全日病ニュース
新型コロナの病床確保料を減額しない判断を可能に
新型コロナの病床確保料を減額しない判断を可能に
【厚労省】緊急包括支援金の取扱い事務連絡を見直し
厚生労働省は11月21日、「令和4年度新型コロナウイルス感染症緊急包括支援事業(医療分)の実施に当たっての取扱い」を事務連絡した。9月22日の取扱い事務連絡を見直したもので、都道府県知事の判断により、特段の事情がある医療機関に対しては、病床確保料の調整を行わないことができるようになった。また、特例的な病床確保料の支給でも配慮があった。
9月22日の取扱い事務連絡では、10月1日から、一定の要件に該当した場合に、新型コロナ緊急包括支援交付金による病床確保料を調整する措置が示されていた。
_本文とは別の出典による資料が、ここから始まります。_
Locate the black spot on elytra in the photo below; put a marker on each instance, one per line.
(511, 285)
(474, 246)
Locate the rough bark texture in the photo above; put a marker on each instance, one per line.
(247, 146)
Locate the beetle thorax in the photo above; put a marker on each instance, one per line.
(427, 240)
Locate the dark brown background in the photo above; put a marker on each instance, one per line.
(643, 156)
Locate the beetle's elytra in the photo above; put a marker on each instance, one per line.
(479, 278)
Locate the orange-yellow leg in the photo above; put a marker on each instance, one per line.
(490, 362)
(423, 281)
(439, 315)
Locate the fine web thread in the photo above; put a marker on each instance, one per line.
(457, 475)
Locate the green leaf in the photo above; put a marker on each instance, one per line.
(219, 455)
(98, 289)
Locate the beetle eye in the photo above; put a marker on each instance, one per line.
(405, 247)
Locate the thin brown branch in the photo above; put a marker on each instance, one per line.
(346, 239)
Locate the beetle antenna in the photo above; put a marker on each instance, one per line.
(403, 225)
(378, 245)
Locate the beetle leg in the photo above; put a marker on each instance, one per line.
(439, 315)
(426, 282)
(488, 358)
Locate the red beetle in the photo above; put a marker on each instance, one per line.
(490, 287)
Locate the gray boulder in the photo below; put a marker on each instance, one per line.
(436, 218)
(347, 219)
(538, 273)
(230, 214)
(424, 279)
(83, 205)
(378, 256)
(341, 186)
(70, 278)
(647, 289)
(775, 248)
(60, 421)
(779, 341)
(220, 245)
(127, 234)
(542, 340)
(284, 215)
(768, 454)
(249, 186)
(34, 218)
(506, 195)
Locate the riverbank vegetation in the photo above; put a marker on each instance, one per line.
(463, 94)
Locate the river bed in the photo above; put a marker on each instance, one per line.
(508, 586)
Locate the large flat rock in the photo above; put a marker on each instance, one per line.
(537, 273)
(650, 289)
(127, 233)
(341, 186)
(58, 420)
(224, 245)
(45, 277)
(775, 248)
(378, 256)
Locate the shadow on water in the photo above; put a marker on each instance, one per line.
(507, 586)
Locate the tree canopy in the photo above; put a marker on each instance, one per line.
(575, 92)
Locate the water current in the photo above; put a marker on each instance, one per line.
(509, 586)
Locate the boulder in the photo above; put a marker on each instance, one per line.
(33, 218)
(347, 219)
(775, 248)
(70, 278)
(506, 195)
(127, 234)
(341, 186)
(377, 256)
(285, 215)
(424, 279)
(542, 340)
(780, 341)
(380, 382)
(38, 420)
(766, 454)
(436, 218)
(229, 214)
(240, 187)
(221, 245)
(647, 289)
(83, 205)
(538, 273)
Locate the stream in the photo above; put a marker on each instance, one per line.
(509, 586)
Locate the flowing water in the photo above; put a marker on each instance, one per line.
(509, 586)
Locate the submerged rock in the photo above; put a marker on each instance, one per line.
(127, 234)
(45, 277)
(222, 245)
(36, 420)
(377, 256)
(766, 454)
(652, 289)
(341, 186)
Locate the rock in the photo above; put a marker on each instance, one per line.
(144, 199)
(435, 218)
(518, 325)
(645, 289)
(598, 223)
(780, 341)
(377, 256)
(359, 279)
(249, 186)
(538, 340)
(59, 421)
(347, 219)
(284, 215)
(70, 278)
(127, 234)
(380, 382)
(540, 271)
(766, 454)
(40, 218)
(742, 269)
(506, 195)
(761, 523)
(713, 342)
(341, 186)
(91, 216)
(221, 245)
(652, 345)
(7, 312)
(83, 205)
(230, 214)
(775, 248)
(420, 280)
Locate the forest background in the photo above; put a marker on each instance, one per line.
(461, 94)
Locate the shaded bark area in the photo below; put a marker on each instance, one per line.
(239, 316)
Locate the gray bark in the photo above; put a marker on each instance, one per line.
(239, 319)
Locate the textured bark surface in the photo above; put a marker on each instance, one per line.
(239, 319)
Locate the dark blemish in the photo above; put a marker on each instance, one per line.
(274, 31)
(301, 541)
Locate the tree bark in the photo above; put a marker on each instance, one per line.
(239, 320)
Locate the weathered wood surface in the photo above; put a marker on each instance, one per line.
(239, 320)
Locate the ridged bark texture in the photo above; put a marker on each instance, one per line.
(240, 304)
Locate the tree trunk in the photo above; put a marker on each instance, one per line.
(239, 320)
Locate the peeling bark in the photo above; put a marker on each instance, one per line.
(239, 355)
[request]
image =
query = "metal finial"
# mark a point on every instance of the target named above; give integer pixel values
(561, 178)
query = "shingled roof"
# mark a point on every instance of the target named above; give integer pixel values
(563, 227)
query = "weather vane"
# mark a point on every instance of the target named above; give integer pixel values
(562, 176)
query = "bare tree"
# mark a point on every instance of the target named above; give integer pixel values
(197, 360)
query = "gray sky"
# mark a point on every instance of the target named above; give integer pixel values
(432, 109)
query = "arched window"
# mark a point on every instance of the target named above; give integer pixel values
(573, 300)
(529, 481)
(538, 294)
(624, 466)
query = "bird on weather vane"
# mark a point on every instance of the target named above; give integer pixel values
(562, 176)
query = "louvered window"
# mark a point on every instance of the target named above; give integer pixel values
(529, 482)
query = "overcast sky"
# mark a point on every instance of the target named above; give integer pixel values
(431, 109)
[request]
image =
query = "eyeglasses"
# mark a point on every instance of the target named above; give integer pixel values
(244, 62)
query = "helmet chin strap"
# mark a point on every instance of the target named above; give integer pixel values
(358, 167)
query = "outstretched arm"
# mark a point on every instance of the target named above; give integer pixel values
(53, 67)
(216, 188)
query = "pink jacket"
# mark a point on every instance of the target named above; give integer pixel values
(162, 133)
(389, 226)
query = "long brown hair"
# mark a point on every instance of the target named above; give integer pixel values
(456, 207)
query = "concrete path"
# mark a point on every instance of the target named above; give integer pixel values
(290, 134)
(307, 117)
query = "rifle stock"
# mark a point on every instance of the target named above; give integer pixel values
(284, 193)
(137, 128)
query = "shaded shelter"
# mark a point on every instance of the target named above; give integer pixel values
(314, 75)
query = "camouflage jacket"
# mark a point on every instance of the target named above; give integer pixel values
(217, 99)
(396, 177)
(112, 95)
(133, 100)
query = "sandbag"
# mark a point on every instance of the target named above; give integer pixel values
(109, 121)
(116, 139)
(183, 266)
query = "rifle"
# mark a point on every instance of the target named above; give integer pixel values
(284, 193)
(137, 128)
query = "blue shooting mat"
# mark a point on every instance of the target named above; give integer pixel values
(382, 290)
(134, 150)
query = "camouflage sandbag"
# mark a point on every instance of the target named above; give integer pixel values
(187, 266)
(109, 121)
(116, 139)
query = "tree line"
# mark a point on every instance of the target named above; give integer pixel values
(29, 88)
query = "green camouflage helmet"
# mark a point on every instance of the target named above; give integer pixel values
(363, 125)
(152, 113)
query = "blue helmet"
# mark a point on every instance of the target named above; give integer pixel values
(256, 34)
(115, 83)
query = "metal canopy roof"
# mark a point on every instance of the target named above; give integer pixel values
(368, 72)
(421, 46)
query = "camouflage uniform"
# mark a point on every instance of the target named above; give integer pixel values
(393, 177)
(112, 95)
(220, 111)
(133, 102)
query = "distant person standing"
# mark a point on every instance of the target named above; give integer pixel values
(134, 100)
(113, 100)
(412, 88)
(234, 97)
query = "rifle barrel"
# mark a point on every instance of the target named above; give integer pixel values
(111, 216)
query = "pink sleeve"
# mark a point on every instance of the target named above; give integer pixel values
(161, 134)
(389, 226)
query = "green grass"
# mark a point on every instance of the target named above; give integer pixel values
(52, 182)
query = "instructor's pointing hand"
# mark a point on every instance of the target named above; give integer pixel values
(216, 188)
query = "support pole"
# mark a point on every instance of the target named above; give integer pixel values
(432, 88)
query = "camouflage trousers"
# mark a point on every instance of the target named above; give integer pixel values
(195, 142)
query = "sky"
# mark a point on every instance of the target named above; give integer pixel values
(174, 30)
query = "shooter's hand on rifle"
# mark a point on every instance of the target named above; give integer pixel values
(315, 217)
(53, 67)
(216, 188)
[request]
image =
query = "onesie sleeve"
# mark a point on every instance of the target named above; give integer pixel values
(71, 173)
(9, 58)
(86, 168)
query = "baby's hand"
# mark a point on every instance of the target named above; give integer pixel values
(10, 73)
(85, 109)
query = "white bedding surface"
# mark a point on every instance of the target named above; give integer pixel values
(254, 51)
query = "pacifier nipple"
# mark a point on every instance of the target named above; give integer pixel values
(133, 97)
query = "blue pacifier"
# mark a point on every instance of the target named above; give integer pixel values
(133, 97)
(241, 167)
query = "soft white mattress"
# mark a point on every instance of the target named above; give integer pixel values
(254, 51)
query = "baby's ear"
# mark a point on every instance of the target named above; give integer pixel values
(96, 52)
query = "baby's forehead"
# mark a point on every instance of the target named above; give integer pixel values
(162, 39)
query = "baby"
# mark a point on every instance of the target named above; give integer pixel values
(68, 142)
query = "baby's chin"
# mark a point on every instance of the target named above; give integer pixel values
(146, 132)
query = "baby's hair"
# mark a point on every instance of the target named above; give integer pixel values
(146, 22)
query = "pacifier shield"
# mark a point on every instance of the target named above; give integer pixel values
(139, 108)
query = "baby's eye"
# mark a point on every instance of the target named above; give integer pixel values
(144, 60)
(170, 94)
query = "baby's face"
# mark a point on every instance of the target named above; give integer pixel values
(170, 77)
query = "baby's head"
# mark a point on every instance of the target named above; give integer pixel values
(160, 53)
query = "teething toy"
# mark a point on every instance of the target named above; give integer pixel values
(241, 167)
具体的には、即応病床使用率が50%未満で、かつ病床確保料を受ける医療機関の収入額(診療収入額と病床確保料の合計額)が新型コロナ流行前の診療報酬収入額の1.1倍を超える場合に、1.1倍を超える分の病床確保料が調整される減額措置となっていた。
今回の見直しでは、病床確保料を調整する措置について、都道府県知事の判断により病床確保料を調整しない対象を以下のように整理した。都道府県には、該当する医療機関について、厚労省に相談することを求めている。
◇周産期、小児、透析、精神の4診療科
◇地域のコロナ病床確保に中核的な役割を果たす基幹的医療機関、構造上の事情により病棟単位でコロナ病床を確保・運用する医療機関、都道府県知事がそれらに類する特段の事情があると認める医療機関
◇2022年10月1 日から2023年3 月31日までの即応病床使用率が 50%以上の医療機関
9月22日の取扱い事務連絡から、新たに2つの場合が加わった。特に、「都道府県知事がそれらに類する特段の事情があると認める医療機関」という項目が加わったことで、柔軟な取扱いが可能となった。
即応病床使用率の算定にあたっては、感染拡大期において、都道府県がフェーズを引き上げた際に、即応化してから最大2週間に限り、新たに即応化された即応病床について、算定対象から除外できることとしている。
また、周囲にコロナ入院受入医療機関が乏しい医療機関については、医療機関の収入額が、1.2倍を超えた場合に限り、調整対象となる。
調整においては、2019年1月1日から2019年12月31日を新型コロナ流行前の診療収益の期間とし、2022年1月1日から2022年12月31日までの診療収益と比べる。2019年の診療収益が、休診などの特別な事情により例年よりも低い水準の診療収益となっている場合には一定の配慮が講じられる。
また、診療報酬収入額が新型コロナ流行前の診療収入額の1.2倍を超えていても、特例的に3%を上限に病床確保料を支給する措置が講じられる。9月22日の取扱い事務連絡では、1.1倍を超える場合の特例措置であった。
なお、9月22日の取扱い事務連絡と同様に、協力医療機関の病床確保料は2022年9月30日で終了した。